But when it came out I found myself feeling anxious about listening to it. When my husband put it on, I became so self conscious at hearing my own voice I had to leave the room and would only come back if he turned it off. I know, sometimes I act as though I am four years old.
It was a long time since we had recorded it, and I couldn’t remember what I had said. What if it was awful, self indulgent rubbish? What if I sounded like an idiot? I decided to listen to it on my own first, just to check.
As it turns out, it’s actually pretty good. We sound a little unsure in the beginning, but we soon get into the flow of the conversation. Jo, as ever, is very engaging, and I actually say some intelligent things too.

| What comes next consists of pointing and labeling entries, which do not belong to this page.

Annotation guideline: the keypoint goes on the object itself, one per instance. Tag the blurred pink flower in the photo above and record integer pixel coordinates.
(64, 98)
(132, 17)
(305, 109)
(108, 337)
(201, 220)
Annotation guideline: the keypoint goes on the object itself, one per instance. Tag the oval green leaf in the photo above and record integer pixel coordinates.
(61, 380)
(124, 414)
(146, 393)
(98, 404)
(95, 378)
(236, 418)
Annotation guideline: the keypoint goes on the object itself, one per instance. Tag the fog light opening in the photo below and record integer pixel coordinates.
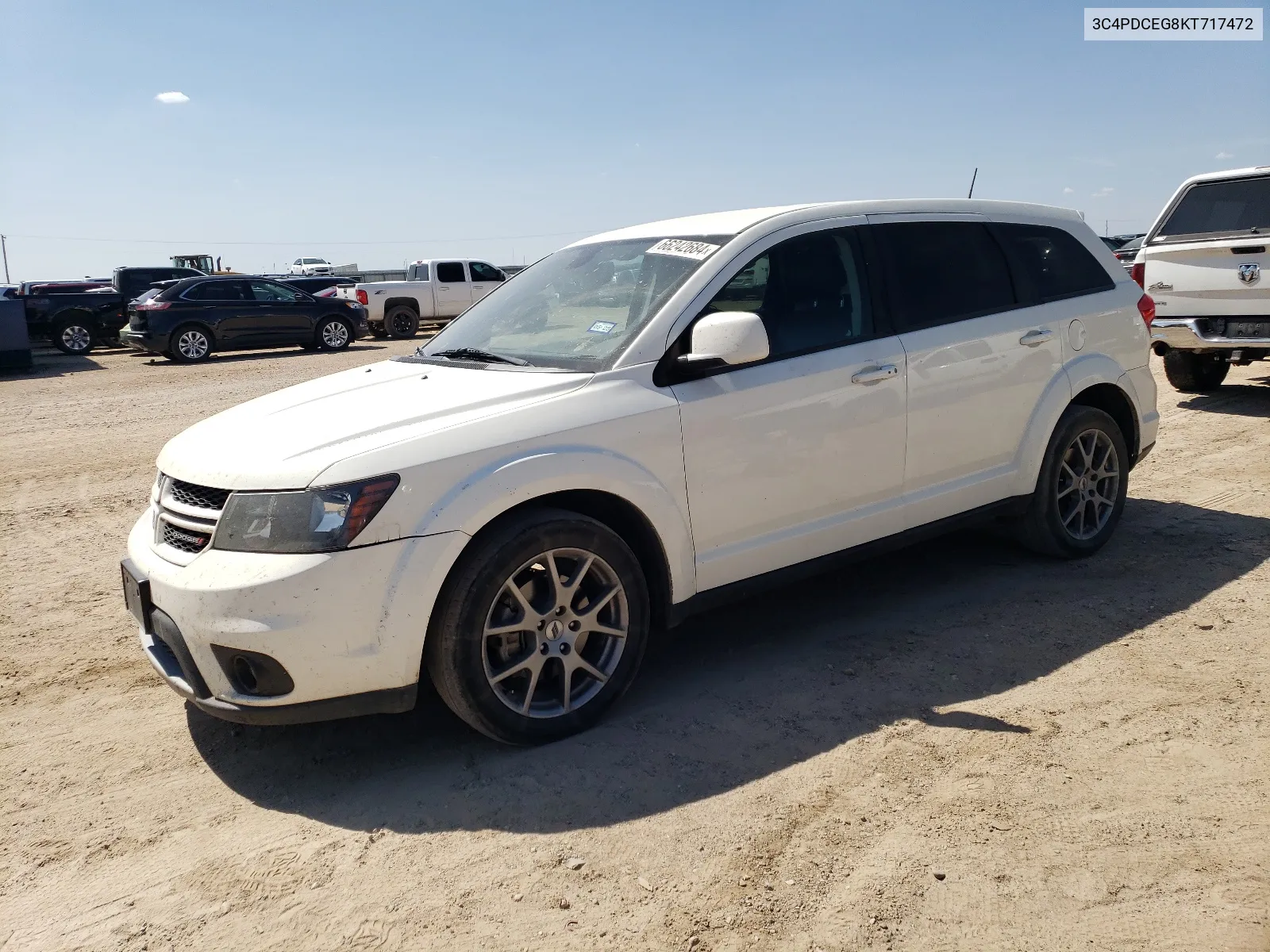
(245, 674)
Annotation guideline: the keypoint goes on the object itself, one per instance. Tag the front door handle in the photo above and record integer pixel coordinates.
(876, 374)
(1035, 336)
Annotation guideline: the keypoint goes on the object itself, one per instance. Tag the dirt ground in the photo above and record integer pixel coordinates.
(958, 747)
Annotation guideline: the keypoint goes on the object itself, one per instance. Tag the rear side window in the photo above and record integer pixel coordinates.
(219, 291)
(450, 272)
(940, 272)
(484, 272)
(1052, 263)
(1219, 209)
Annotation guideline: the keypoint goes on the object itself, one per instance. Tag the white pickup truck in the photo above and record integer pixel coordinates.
(435, 290)
(1204, 262)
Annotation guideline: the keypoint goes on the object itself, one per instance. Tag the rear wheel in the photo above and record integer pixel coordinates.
(1083, 486)
(190, 344)
(74, 336)
(540, 628)
(402, 321)
(1195, 374)
(333, 334)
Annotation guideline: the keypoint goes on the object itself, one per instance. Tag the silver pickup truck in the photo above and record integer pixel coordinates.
(1203, 263)
(433, 290)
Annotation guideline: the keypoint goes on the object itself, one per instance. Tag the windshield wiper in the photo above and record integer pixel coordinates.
(471, 353)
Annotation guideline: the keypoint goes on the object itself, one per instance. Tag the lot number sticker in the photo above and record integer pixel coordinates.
(681, 248)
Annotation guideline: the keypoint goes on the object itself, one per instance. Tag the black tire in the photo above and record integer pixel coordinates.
(190, 343)
(333, 334)
(1195, 374)
(402, 321)
(461, 657)
(1054, 524)
(74, 336)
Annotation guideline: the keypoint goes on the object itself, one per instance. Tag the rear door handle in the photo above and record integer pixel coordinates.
(1035, 336)
(876, 374)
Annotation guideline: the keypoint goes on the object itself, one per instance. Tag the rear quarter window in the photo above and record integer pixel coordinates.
(1213, 209)
(1052, 263)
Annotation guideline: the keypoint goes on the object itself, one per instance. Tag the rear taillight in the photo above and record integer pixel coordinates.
(1146, 306)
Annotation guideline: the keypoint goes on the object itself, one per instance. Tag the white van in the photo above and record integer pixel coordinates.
(639, 425)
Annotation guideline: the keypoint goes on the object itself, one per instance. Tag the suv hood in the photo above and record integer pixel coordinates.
(286, 440)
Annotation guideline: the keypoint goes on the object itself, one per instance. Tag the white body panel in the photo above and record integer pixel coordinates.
(752, 470)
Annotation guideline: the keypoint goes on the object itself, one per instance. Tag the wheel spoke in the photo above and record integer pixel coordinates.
(529, 691)
(531, 663)
(584, 666)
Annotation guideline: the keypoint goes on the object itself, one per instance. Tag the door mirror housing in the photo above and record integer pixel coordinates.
(729, 336)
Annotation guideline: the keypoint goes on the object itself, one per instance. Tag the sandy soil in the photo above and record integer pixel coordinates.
(956, 747)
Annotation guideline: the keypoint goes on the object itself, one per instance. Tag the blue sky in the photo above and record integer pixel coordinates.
(379, 132)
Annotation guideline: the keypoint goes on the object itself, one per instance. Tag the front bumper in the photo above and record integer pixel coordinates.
(347, 626)
(1195, 334)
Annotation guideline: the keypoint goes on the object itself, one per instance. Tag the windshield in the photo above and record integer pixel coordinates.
(579, 308)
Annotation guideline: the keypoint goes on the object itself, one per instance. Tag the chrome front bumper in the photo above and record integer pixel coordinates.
(1185, 334)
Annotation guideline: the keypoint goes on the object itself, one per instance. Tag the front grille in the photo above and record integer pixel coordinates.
(198, 497)
(186, 516)
(183, 539)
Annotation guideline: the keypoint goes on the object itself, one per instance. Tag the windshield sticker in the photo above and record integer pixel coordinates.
(681, 248)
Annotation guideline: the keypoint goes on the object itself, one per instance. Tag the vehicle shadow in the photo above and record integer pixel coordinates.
(1235, 399)
(260, 355)
(749, 689)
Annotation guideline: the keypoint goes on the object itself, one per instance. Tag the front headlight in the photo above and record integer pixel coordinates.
(306, 520)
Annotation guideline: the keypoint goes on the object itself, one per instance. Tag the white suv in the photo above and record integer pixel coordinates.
(635, 427)
(310, 267)
(1203, 260)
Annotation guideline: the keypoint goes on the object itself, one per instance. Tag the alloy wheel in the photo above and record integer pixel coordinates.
(194, 346)
(1089, 484)
(334, 334)
(556, 632)
(76, 338)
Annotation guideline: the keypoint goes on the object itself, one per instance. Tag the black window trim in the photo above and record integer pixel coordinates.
(1153, 238)
(1024, 291)
(668, 371)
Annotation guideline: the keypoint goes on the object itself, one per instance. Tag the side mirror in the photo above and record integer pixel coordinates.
(732, 336)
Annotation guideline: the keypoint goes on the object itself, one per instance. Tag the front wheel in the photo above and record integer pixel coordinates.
(1083, 486)
(333, 334)
(1195, 374)
(402, 321)
(540, 628)
(190, 344)
(74, 336)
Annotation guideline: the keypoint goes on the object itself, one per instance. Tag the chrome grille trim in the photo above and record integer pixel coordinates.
(186, 517)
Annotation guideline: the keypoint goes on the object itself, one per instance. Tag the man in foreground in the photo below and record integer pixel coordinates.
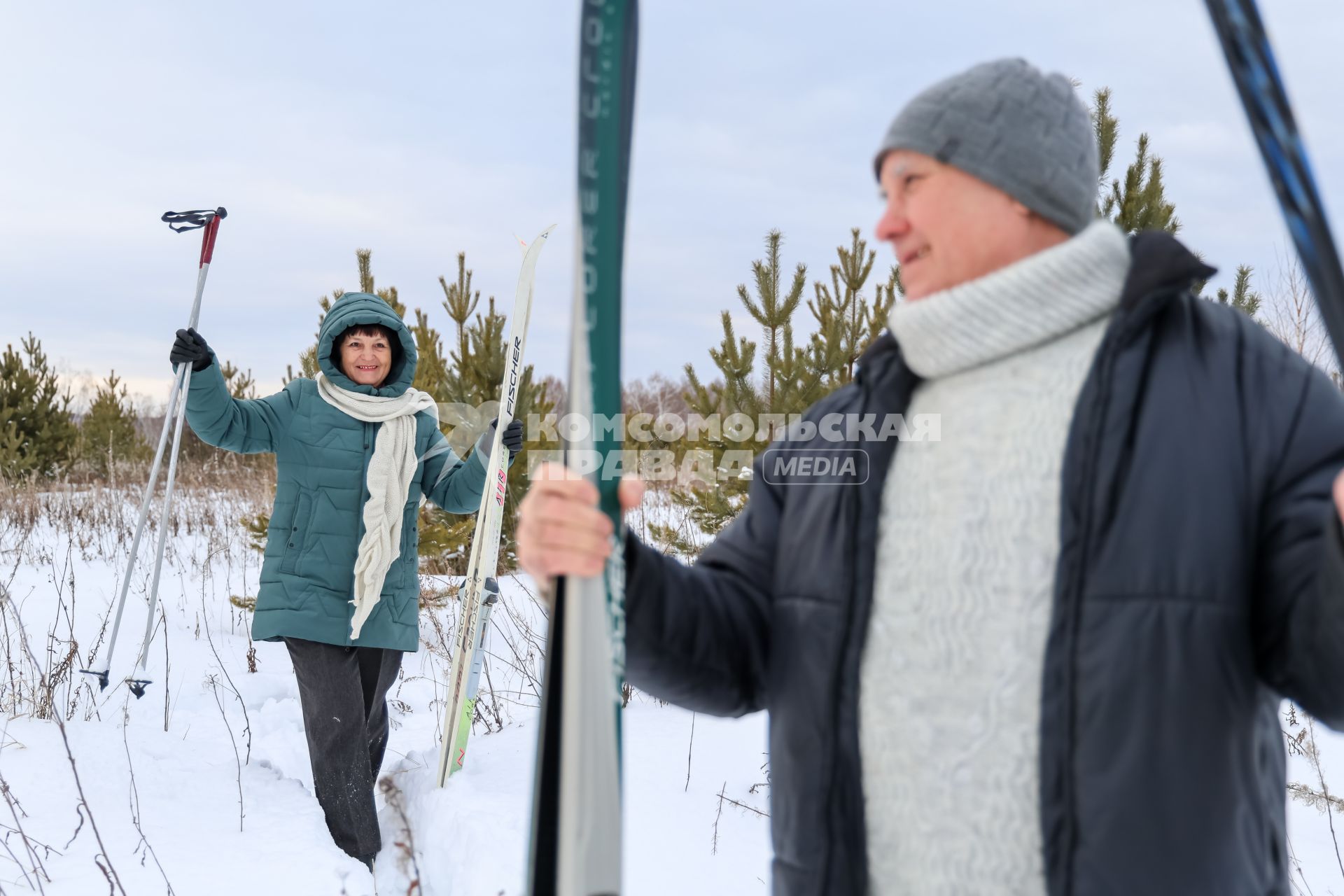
(1044, 653)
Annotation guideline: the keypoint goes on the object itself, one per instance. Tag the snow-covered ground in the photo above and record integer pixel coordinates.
(200, 790)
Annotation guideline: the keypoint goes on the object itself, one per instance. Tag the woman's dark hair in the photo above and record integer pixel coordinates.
(369, 331)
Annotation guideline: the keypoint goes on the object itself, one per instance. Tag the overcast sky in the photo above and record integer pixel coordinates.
(421, 131)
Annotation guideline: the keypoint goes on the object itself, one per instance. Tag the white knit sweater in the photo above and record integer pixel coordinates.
(968, 546)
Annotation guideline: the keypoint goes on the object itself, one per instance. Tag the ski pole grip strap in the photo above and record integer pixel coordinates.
(197, 219)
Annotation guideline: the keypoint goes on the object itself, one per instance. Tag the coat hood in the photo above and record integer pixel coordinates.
(365, 308)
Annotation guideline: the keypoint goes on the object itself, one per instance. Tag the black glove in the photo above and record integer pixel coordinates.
(512, 435)
(190, 348)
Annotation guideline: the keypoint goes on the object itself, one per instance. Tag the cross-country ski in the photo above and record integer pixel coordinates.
(917, 465)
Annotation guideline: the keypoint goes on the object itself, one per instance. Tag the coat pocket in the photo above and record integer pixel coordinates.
(298, 532)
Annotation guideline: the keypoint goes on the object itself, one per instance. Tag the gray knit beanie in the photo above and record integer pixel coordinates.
(1012, 127)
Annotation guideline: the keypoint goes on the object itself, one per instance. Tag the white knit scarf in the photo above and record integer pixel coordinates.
(388, 482)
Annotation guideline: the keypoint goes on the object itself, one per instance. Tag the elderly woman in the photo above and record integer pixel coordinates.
(356, 448)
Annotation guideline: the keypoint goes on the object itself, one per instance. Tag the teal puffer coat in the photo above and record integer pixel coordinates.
(321, 456)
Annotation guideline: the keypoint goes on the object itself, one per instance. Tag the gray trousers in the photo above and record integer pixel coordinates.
(343, 694)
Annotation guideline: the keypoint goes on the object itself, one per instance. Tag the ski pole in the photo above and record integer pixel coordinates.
(176, 407)
(1256, 74)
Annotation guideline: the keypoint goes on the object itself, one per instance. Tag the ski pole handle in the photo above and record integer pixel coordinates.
(201, 218)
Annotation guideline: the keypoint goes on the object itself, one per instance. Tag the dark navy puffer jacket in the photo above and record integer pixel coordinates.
(1200, 580)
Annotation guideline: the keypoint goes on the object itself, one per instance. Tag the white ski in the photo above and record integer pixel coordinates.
(486, 545)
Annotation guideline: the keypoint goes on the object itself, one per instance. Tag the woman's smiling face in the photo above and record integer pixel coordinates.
(366, 355)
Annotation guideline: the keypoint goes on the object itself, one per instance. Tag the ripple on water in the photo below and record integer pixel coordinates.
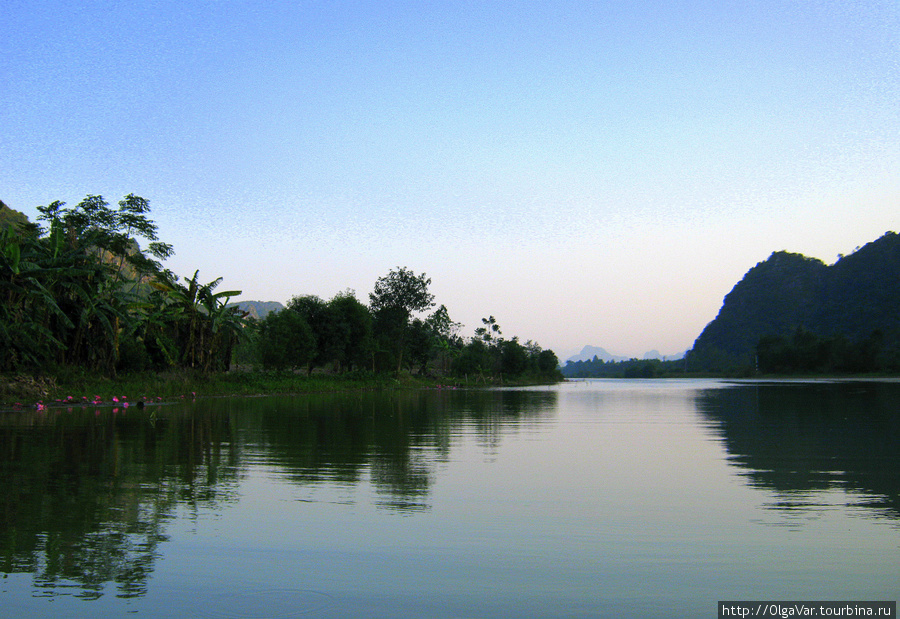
(275, 603)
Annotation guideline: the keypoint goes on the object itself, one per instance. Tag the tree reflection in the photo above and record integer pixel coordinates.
(799, 439)
(86, 494)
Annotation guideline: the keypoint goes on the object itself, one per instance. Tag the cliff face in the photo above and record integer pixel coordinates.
(8, 215)
(854, 297)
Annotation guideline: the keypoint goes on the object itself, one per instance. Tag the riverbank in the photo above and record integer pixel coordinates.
(82, 388)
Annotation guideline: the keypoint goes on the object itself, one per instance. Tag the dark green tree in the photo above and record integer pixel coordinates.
(286, 341)
(394, 299)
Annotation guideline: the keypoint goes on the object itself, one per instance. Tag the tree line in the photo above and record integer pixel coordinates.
(629, 368)
(78, 291)
(343, 335)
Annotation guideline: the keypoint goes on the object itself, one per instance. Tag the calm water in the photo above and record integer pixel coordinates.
(593, 498)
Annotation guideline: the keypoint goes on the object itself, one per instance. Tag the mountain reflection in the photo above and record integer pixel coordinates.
(800, 439)
(86, 494)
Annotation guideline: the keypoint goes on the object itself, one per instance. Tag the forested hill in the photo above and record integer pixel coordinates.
(10, 216)
(796, 313)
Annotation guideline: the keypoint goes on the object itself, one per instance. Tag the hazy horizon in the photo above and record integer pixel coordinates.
(588, 173)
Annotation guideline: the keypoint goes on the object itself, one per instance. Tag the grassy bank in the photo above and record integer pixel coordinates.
(70, 386)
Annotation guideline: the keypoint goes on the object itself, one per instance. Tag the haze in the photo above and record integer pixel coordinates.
(587, 172)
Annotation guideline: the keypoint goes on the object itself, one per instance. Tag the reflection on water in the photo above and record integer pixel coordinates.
(801, 440)
(591, 498)
(85, 493)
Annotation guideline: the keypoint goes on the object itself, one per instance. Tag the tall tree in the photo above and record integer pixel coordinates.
(393, 300)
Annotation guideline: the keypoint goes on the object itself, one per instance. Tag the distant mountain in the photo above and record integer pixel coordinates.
(655, 354)
(854, 298)
(589, 352)
(258, 309)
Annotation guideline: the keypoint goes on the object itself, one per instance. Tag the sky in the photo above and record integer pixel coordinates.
(589, 173)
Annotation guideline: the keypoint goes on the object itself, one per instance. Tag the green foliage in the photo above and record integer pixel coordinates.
(630, 368)
(286, 341)
(808, 353)
(81, 293)
(393, 300)
(851, 299)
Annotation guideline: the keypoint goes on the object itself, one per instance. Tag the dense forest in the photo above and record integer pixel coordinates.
(79, 292)
(794, 314)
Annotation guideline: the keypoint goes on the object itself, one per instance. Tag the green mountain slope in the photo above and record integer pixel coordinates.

It’s kind of funny that I had this reaction to the episode, because in it I talk about when I do things (like job interviews), freak out that I’ve come across appallingly and made an idiot of myself, but it turns out that I’ve come across pretty well. I think that might be the case here.
We recorded the podcast a few days after I got married and it was great to hear myself sound so happy about it.
But what stood out to me the most was that I sounded passionate and articulate when answering smaller questions, but confused and unsure about the bigger ones. It’s pretty obvious that I don’t have a clue what my life plan is, which I probably should have straight up admitted, but I don’t think I had even admitted that to myself back then.
Now I’ve made peace with the fact that I don’t know what I want to do with my life, only the kind of person I want to be. Perhaps that’s something to talk about in season 2 (hint hint Jo – I would love to come back.)